Dessert is a half-package of stale Oreos, split between them as they sprawl across her mattress, watching a static-filled rerun of "Friends" on her tiny television. In a moment of utter bravery, she lays her head on Spike's thigh; she is rewarded when, after a moment's hesitation, he begins to pet her hair in long, smooth strokes, like she was a cat.

She feels a flutter of attraction, pooling warm and slow in the pit of her stomach; a flash of temptation, whispers in her head of how wonderful it would be to curl up against someone, to fall asleep against the solid weight of them, to drown slowly in a tangle of kisses.

But he is too raw, so desperate, so hungry... and she feels the weight of the line she could cross, how easy it would be to use him, how deep that wound would be.

Instead, she yawns.

He takes the hint immediately, excusing himself with the mannered politeness that had revealed itself slowly all evening, like a treasure that had been frozen in now-thawing ice.

----

In the morning, she finds a flower on her welcome mat.

----

In the coroner's homicide report, the contents of Tara MacLay's jeans pockets will be duly noted for the record.
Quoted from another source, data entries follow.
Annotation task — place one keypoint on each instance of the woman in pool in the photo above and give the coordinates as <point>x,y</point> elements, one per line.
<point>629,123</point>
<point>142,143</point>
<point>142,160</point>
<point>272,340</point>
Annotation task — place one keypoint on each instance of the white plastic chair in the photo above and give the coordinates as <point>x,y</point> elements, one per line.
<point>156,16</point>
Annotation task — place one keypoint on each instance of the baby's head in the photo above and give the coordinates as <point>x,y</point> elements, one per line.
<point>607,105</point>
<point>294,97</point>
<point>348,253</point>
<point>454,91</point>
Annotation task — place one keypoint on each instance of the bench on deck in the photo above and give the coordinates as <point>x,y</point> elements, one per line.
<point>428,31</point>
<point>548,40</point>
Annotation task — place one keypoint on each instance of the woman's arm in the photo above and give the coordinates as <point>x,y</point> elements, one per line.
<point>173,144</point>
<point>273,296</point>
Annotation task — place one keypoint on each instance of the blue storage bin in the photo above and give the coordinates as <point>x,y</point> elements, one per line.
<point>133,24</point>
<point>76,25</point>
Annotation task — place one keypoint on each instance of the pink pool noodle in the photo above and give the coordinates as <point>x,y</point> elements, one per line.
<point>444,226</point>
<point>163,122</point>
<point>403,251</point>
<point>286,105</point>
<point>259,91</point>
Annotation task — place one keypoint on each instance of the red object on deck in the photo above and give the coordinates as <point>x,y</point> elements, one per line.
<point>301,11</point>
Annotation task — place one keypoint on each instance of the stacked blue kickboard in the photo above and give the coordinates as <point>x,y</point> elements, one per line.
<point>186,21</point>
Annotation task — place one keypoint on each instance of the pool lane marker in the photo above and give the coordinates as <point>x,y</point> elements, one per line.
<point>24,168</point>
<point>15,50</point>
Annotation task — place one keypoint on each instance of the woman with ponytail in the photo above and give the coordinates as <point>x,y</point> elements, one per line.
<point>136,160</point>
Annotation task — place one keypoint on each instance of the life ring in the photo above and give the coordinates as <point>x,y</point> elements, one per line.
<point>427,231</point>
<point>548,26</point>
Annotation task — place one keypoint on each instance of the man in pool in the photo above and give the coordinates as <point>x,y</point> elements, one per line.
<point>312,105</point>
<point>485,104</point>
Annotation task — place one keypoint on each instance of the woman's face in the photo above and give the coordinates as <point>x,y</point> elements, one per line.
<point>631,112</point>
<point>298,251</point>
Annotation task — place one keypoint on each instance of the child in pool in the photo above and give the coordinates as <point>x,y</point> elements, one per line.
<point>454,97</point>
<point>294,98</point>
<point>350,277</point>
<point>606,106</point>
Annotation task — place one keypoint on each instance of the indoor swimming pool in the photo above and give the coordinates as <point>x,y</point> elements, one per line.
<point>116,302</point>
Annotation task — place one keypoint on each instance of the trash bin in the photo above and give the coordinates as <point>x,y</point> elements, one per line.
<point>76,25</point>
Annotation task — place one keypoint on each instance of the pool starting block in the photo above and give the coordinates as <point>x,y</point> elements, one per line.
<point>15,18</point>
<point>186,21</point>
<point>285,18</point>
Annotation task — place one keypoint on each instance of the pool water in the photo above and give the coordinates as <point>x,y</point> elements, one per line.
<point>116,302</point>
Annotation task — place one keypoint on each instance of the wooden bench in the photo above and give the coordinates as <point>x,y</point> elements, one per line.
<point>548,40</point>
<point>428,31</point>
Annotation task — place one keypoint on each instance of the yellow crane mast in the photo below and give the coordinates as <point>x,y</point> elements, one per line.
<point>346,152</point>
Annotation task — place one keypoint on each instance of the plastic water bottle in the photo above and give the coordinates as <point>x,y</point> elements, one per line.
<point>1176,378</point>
They will include twenty-seven cents in change, an apartment key on a small pewter ring, a tiny quartz rock, and a flower, so dried and dead as to be almost unrecognizable.

The coroner is young for her job; most are in Sunnydale, where those who care for the newly dead have a disturbing tendency towards fatal neck traumas. Like most who originally majored in English Literature, this isn't the job she ever saw herself doing; after two years, it still gets to her.

We will not judge her for crying in her small, cramped office over the soft-faced girl on her cold metal table, or the way she lays the flower across her desk blotter with reverence. The flower is small and common, unremarkable, plain even before time curled its leaves and withered its petals; she wonders if the soft-faced girl knew what it meant.

Just in case she did, she closes the girl's unresisting fingers around it.